For more than 20 years, planners have depended on The Planner's Use of Information to help them solve their information problems. While the ability to manage complex information skillfully remains central to the practice of planning, in the last two decades the variety and quantity of information have ballooned. The methods of accessing and handling information - although often ultimately easier and faster - require new technical savvy. At the same time, planners themselves, and the constituents they serve, have changed.
The completely revised and updated second edition of this popular book will serve the new generation of planners who work in a world where computers, the Internet, telecommunications networks, and a changing population have revolutionized the practice of planning. Edited again by Hemalata Dandekar, with chapters by leading experts in data collection, analysis, presentation, and management, The Planner's Use of Information fully describes the capabilities, uses, and impacts of twenty-first century technologies. One of today's most valuable planning tools, computer graphics, is covered in depth. A new chapter takes the reader through a city planning director's typical workday to examine how to obtain, assess, and use information to best advantage within the crucial political context of planning.

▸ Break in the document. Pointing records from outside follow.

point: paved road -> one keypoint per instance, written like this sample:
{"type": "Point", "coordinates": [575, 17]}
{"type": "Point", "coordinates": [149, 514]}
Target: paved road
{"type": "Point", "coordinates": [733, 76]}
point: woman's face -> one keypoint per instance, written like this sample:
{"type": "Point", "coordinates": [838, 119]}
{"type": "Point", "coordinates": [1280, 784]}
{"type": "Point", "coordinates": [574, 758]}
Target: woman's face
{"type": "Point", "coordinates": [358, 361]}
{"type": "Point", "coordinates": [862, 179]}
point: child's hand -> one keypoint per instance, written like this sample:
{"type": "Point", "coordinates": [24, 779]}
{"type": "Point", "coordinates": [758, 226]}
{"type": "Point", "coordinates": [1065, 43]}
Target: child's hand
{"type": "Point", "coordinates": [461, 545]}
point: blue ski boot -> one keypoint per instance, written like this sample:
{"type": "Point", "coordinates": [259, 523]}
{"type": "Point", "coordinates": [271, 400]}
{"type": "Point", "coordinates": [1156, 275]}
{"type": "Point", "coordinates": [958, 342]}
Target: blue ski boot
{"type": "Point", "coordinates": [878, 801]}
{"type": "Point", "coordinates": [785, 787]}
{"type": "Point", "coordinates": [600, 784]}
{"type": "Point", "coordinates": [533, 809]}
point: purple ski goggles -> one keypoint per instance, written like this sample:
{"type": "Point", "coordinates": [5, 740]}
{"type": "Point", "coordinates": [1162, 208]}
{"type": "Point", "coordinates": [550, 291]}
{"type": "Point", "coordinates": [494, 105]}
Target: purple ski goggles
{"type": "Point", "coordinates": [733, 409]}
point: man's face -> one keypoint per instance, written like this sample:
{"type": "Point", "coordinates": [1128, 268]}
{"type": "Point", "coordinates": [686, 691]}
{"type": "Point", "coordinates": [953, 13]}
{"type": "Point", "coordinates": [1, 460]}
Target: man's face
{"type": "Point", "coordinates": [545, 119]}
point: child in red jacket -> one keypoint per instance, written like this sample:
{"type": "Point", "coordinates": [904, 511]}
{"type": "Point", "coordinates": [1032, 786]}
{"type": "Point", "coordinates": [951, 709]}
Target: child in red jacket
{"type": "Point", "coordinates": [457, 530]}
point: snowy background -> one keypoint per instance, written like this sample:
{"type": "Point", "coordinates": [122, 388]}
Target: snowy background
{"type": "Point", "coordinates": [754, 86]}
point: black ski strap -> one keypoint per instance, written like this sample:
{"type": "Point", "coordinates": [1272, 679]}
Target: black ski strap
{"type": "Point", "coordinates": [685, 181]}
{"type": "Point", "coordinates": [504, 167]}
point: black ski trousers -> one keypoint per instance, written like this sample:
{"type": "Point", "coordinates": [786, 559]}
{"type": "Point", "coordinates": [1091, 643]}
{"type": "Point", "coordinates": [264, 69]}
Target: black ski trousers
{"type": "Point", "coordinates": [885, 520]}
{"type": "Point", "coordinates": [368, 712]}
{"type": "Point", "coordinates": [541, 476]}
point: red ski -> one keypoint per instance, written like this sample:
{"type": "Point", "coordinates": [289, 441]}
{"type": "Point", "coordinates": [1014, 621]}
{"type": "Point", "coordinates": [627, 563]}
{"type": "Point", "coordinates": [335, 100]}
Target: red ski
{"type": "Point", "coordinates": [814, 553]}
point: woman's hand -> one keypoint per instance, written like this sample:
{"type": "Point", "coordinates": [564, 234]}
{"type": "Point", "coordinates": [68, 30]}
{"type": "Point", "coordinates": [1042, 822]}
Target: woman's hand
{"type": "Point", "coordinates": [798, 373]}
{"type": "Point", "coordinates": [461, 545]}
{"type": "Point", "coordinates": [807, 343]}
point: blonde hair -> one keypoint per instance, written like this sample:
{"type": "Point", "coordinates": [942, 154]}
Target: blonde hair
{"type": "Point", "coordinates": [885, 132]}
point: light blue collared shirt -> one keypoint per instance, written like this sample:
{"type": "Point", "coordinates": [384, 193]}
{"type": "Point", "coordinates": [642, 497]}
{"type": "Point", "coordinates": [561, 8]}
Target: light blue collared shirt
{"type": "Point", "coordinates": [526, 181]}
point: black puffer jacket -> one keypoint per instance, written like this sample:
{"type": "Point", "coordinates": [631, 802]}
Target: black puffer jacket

The Planner's Use of Information offers a range of methods for solving many kinds of information problems in myriad situations. It's an invaluable day-to-day resource for practicing planners and an ideal classroom text for courses in planning communication and analytical methods. Illustrations, sidebars, real-life examples, cartoons, exercises, bibliographies, and lists of online resources enrich the text.
The new edition of The Planner's Use of Information includes chapters by Hemalata C. Dandekar, Nancy Nishikawa, Maria Yen and Grace York, Richard Crepeau, Peter Ash, Elaine Cogan, Alfred W. Storey, Vivienne N. Armentrout, Andrea Frank, and Kristina Ford.